The other thing I did was write a book.  The idea of writing the book came after one morning when I read a particularly interesting article in the NY Review of Books by Jonathan Raban.  It occurred to me that he lived in Seattle, probably just around the corner from me, and so I opened the phone book and dialed his number (back then I suppose he felt sufficiently anonymous to list himself — he probably unlisted himself shortly after!).  Knowing his interest in the sea, I invited him down to Pier 91 for an insider’s tour of a factory trawler.  I figured his innate curiosity would overcome any doubts he might have about receiving an unsolicited phone call from some fan.  I was right, and he met me there the next day.

He was surprisingly tall — the image I had created in my mind from reading his books, the first one when I was about 15, about his trip down the Mississippi — was one of an enormously clever, humorous, and impish personality.  In person he was a bit more regal than I imagined he would have been.  His language was what you might expect from someone educated in the best schools of England — and his manner was that of a perfect gentleman.  I talked about the sub-culture of the factory trawlers in Alaska, particularly the relationship between the Norwegian immigrants who were brought in on visas to teach the Americans how to fish, and those Americans who were the ostensible students — something he was particularly interested in.  When I suggested that this topic might be one that he would be interested in writing about, he cocked an eyebrow and said, “It’s YOU that should write about it, not me …”

That brief conversation stuck with me, and later that summer I dove into a plot that I had been thinking about  — a mystery set on a factory trawler.  For the ensuing 25 days I wrote about ten pages a day.  My days went like this:

6:30 Wake — write until 8

8:00 — breakfast in a cafe down the street

9:00 – 1:00 PM write

1:00 – 3:00 — walk to the Post Office box that I had in the U district, and back.

3:00 – 7:00 – write

7:00 – 8:00 eat at a restaurant

8:00 – midnight — write.

So, writing about 12 hours a day.

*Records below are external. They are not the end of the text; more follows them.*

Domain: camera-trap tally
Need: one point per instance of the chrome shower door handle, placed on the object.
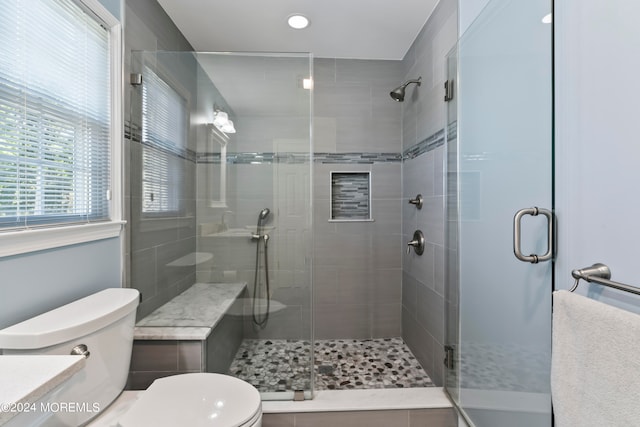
(517, 238)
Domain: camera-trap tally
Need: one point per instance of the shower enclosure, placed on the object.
(219, 167)
(500, 161)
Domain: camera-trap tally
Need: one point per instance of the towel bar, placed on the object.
(600, 273)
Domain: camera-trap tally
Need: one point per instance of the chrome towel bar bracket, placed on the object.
(600, 273)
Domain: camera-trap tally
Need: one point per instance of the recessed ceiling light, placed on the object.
(297, 21)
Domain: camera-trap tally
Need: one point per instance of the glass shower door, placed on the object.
(501, 162)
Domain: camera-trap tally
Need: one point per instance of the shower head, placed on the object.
(398, 93)
(262, 216)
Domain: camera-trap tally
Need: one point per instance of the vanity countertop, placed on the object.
(26, 378)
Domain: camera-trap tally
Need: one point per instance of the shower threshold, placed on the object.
(343, 364)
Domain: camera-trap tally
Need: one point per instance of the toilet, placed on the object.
(100, 326)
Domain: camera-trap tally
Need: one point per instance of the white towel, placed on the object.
(595, 363)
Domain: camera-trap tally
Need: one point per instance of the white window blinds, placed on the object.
(54, 114)
(164, 135)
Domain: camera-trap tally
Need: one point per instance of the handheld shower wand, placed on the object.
(258, 319)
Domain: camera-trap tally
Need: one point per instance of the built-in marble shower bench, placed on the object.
(199, 330)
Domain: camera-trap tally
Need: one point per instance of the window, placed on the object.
(54, 115)
(58, 102)
(164, 138)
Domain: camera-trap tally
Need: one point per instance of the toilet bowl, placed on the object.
(199, 399)
(102, 324)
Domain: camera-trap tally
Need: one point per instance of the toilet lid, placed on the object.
(198, 400)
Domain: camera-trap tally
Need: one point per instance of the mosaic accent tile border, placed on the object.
(357, 158)
(424, 146)
(284, 365)
(134, 134)
(350, 196)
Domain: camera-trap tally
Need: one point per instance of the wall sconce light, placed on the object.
(222, 122)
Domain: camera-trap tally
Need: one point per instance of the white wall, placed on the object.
(468, 12)
(597, 173)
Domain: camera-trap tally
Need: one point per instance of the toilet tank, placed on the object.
(103, 322)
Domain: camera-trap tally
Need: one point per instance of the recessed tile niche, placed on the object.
(350, 196)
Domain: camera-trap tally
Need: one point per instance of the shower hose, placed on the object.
(261, 319)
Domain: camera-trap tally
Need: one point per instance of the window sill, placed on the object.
(25, 241)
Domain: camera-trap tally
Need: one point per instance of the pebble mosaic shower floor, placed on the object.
(280, 365)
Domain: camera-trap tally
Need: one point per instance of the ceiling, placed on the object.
(362, 29)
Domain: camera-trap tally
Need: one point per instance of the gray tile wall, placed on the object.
(357, 265)
(423, 115)
(152, 244)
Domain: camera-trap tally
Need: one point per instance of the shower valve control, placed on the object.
(417, 243)
(418, 201)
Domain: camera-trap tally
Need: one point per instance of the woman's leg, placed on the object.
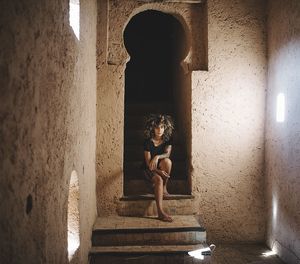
(165, 165)
(158, 191)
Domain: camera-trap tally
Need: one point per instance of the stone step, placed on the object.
(140, 187)
(139, 206)
(137, 231)
(147, 255)
(133, 170)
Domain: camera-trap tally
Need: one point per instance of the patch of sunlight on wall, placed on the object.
(280, 108)
(74, 17)
(73, 215)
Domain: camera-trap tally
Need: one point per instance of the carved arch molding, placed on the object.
(192, 14)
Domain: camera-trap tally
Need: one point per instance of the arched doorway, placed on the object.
(154, 81)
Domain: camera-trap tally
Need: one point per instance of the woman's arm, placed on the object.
(153, 163)
(167, 153)
(147, 157)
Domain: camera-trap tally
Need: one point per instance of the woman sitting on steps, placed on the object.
(157, 163)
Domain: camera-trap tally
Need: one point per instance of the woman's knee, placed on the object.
(156, 179)
(166, 162)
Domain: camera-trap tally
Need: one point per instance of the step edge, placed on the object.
(148, 230)
(152, 197)
(149, 249)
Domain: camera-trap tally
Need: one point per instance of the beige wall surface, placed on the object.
(48, 124)
(228, 123)
(283, 138)
(227, 118)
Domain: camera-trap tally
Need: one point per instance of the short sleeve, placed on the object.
(169, 142)
(147, 145)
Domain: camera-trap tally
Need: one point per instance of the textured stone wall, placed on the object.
(283, 139)
(227, 115)
(228, 105)
(48, 124)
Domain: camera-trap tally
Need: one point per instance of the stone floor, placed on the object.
(243, 254)
(223, 254)
(180, 221)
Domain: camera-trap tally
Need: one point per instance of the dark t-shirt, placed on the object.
(155, 150)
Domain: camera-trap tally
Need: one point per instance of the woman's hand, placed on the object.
(163, 174)
(153, 163)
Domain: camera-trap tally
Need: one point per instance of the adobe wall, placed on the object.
(48, 124)
(227, 112)
(283, 139)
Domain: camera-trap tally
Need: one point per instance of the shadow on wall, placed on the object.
(73, 216)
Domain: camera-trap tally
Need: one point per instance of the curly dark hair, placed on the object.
(154, 120)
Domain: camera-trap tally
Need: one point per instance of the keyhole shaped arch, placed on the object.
(166, 11)
(177, 79)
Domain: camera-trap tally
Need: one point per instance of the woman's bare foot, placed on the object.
(165, 218)
(163, 174)
(166, 193)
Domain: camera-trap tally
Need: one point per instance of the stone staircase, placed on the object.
(118, 239)
(135, 235)
(134, 184)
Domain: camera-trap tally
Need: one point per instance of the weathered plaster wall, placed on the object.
(48, 124)
(283, 139)
(227, 115)
(228, 123)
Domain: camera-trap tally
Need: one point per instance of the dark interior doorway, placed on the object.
(156, 43)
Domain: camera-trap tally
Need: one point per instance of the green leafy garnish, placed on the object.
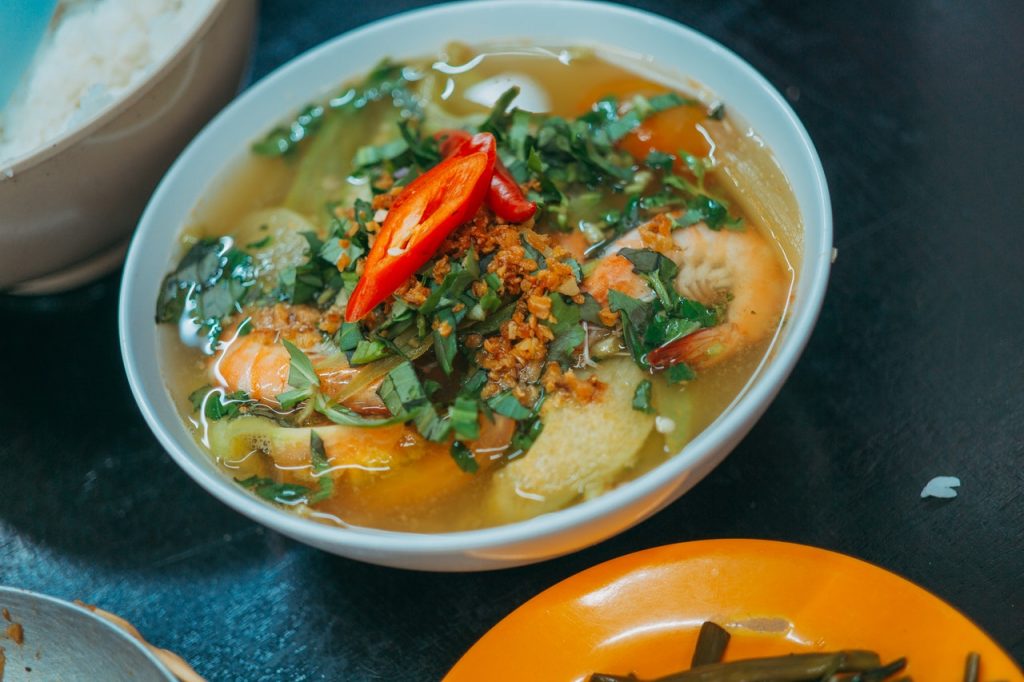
(508, 405)
(282, 494)
(463, 457)
(464, 414)
(317, 457)
(641, 397)
(345, 417)
(212, 281)
(368, 350)
(216, 403)
(680, 373)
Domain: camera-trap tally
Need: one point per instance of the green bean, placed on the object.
(971, 668)
(794, 668)
(880, 674)
(711, 644)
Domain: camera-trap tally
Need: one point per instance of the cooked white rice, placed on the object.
(98, 50)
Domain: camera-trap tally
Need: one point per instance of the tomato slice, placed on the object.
(425, 212)
(505, 198)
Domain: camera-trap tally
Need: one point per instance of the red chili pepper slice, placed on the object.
(425, 212)
(505, 198)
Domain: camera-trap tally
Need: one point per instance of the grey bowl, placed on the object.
(65, 642)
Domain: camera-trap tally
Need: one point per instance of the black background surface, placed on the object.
(914, 371)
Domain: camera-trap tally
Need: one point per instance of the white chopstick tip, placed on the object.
(941, 486)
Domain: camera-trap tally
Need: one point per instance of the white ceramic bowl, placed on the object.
(68, 208)
(226, 139)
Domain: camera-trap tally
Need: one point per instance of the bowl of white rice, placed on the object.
(115, 91)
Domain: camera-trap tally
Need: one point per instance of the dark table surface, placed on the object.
(915, 370)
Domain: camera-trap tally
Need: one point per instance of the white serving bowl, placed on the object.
(68, 208)
(225, 140)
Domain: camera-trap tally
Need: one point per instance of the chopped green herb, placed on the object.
(508, 405)
(641, 397)
(300, 372)
(369, 350)
(317, 457)
(217, 405)
(463, 456)
(464, 414)
(260, 244)
(283, 494)
(348, 336)
(444, 344)
(342, 415)
(680, 373)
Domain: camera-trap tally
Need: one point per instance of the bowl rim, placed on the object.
(20, 164)
(84, 612)
(815, 268)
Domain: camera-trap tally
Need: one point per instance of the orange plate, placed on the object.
(641, 612)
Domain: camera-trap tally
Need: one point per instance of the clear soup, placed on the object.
(606, 418)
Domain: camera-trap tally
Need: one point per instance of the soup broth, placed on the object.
(701, 211)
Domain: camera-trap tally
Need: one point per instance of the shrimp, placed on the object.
(258, 364)
(740, 269)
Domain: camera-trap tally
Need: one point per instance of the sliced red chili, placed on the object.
(505, 198)
(425, 212)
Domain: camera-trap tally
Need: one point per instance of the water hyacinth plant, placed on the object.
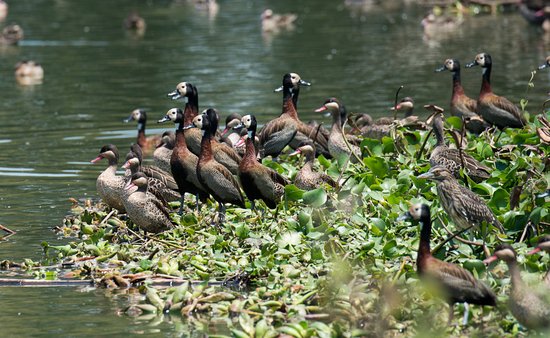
(328, 262)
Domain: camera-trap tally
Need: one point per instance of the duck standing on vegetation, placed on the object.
(528, 308)
(110, 186)
(454, 159)
(192, 136)
(147, 143)
(273, 23)
(215, 177)
(544, 245)
(28, 72)
(307, 178)
(462, 105)
(457, 284)
(494, 109)
(257, 180)
(145, 209)
(338, 146)
(183, 163)
(11, 35)
(464, 207)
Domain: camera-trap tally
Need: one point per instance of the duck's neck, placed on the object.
(206, 147)
(424, 246)
(191, 108)
(486, 80)
(457, 84)
(515, 276)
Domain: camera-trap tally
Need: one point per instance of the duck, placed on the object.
(465, 208)
(156, 187)
(528, 308)
(337, 144)
(462, 105)
(454, 159)
(215, 177)
(546, 63)
(543, 245)
(3, 10)
(223, 153)
(145, 209)
(307, 178)
(183, 162)
(110, 186)
(134, 22)
(11, 35)
(457, 285)
(152, 171)
(192, 136)
(496, 110)
(147, 143)
(29, 72)
(163, 152)
(257, 180)
(287, 129)
(273, 23)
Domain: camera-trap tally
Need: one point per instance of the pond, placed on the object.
(96, 73)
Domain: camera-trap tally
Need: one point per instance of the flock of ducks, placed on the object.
(226, 167)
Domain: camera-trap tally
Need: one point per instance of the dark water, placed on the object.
(96, 73)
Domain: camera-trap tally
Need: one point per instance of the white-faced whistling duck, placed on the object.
(257, 180)
(452, 158)
(529, 309)
(215, 177)
(496, 110)
(156, 187)
(144, 208)
(543, 245)
(465, 208)
(110, 186)
(456, 284)
(337, 145)
(183, 163)
(307, 178)
(462, 105)
(147, 143)
(163, 153)
(192, 136)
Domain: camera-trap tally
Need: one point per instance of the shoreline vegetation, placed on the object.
(329, 262)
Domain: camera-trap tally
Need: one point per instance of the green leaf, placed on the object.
(315, 198)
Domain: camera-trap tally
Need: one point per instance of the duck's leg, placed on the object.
(466, 313)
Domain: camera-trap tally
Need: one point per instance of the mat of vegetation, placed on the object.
(329, 262)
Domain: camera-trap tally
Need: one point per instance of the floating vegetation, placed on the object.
(328, 262)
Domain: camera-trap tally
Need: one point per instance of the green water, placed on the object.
(96, 73)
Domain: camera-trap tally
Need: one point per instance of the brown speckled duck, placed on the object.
(337, 146)
(456, 284)
(110, 186)
(215, 177)
(465, 208)
(529, 309)
(462, 105)
(192, 136)
(183, 163)
(147, 143)
(307, 178)
(144, 208)
(163, 153)
(494, 109)
(451, 158)
(257, 180)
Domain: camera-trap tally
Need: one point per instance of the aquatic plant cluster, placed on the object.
(330, 261)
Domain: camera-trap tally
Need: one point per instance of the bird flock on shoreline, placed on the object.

I did this every single day for about 25 days (walking to the PO Box on Sunday was replaced with walking to a bar that served good microbrews) and during one of the walks I saw a poster or ad for the mystery writing class at the UW extension.  At the end of the summer I took the class, and was able to let Stephen Greenleaf read it as part of the class.  He said it was “good enough to publish” but it needed a “frame.”  He explained how to write one, but I never got a chance to write it.  I just put it on a shelf.

14 years later, in 2008, I found the file on an old computer and started working on the book.  The reason, of course, was the kids.  I wanted SOMETHING to leave behind, even if it was a silly mystery.  I first wrote a frame for it, then I ended up rewriting large parts of it.  I changed the sidekick character from a young black man from New Orleans to a Samoan fisherman, and I added some details here and there.  But, in general, I was surprised by the way the story had held up.

It took all of two years, but I worked out the logistics of self-publishing — actually started a publishing company by buying my own ISBN numbers — and the result is a 230-page murder mystery named “Fish.”  It was hard, hard work — I think I went through four Proof stages.  I can think of fewer painful tasks than to proofread a book you have written.  After the fourth time reading it you are so sick of it that you cannot imagine anyone reading it, much less buying it.

But what a great feeling to be DONE.